I love Coney Island. During the summer the boardwalk
and amusement parks are obviously a blast (and visited by every
self-respecting Brooklyn hipster at least once a season), but the
feeling of Coney on a crisp winter morning is my favorite.
One of those mornings I decided to stroll
the Boardwalk down past the amusement park area out to the western tip.
Western Coney is your typical borough mishmash of high-rise housing
projects, newly built small homes, and a few leftover vacant lots and
abandoned buildings from the bad old days.
You can always count on Coney for
character, for a relief from the generic and soulless feeling that
sometimes envelopes you when you work in Midtown. I wasn’t disappointed
on this walk, as is evidenced by a scene I ran into halfway down the
beach.
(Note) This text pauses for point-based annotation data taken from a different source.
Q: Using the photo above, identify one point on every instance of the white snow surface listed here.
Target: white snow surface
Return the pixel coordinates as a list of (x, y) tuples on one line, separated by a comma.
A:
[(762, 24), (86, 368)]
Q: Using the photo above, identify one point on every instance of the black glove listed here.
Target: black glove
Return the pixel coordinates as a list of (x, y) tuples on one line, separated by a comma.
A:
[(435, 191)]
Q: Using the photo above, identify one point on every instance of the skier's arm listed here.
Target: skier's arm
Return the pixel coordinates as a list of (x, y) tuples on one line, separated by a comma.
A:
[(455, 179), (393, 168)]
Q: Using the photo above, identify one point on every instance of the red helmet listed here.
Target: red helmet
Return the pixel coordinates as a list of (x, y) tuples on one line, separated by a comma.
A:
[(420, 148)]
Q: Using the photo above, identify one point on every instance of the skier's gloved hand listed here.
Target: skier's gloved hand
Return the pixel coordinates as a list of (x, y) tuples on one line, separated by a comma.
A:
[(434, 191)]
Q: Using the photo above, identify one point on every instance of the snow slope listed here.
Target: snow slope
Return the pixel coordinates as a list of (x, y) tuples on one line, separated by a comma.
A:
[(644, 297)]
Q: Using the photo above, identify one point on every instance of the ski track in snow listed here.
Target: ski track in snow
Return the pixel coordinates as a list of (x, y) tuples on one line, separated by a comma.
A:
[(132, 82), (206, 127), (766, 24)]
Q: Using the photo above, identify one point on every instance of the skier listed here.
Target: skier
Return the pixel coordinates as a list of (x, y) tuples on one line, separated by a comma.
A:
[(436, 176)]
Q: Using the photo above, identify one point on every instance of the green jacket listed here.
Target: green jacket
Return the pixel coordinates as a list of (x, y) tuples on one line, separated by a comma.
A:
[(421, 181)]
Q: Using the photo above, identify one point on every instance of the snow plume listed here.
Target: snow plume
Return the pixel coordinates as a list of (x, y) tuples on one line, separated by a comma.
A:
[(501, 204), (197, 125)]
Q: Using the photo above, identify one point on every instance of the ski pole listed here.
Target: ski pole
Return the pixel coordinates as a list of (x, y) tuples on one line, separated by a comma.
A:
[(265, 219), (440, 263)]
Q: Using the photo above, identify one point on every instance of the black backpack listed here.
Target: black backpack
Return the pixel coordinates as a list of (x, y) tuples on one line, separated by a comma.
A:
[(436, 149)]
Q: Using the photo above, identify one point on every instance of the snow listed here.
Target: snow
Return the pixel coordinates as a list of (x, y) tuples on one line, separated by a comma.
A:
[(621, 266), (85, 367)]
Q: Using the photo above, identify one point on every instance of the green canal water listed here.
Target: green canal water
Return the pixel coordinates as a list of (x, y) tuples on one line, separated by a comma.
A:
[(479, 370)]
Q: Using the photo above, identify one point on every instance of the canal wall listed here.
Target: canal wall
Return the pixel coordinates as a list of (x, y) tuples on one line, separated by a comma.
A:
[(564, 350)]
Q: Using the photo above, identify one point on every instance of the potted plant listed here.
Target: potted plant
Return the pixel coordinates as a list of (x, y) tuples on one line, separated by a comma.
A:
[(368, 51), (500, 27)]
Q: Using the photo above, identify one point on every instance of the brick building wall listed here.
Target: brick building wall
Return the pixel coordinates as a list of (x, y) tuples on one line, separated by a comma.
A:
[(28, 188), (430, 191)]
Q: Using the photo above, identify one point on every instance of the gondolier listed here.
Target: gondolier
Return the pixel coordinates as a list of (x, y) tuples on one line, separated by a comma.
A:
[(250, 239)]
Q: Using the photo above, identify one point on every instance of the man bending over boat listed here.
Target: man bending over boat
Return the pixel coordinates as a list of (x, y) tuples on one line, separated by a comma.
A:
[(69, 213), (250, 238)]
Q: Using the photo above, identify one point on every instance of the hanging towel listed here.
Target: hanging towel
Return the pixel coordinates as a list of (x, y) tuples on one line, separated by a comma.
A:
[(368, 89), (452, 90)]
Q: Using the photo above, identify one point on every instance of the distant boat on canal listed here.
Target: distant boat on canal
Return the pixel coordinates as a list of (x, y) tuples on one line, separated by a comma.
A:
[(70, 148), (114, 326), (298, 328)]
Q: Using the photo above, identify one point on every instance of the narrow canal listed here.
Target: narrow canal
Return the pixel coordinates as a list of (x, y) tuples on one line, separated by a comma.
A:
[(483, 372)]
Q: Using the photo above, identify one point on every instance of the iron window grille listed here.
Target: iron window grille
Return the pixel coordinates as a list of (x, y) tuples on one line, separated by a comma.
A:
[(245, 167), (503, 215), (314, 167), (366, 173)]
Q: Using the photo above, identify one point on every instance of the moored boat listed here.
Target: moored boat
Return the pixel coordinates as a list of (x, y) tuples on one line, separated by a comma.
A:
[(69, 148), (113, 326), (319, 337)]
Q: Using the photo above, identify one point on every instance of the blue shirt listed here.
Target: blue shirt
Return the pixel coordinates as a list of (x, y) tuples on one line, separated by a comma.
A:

Now sure, some of the hipster crowd, at least those not too hung
over to schlep down to Coney, will go swimming in the Atlantic every
January 1st at the annual Polar Bear club. But it takes a certain kind
of person (generally fat, old, and Russian) to just hang out on the
Boardwalk in 30-degree weather chatting with the locals in nothing but
a bathing suit after just having gone for his morning dip.
At the end of the western tip of Coney is
a gated community called Sea Gate. Back in the bad old days I’m sure it
was a bit tougher to just meander about, but nowadays, despite all the
“no trespassing,” and “private property” signs, nobody gives me much of
a second look.
After a short walk you come to is one of
its landmarks - the old Coney Island lighthouse. It used to have the
last civilian lighthouse keeper in the United States until his death a
few years ago. Plans to open it to sporadic public tours are apparently
in the works as well.
Another one of the landmarks of Coney
Island is the Parachute Jump. An old relic from the 1939 World’s Fair
in Flushing Meadows, Queens, it’s now standing right off the boardwalk
in Coney.
Now, when you see something like that at
one of your favorite places in the city, you really have little choice
but to climb it. Sitting 262 feet above the empty Coney Island
boardwalk on a clear winter night, the city off in the distance and the
quiet lapping of the Atlantic Ocean the only thing you hear, is an
almost Zen kind of experience. And one that reminds you that even
though this town can drive you nuts at times, it can also give you
moments like these.
But this off-season experience is coming to an end. Redevelopment plans are in the works, and a 365-day-a-year modern amusement district is planned. I wonder if naked old Russian men will still be welcome.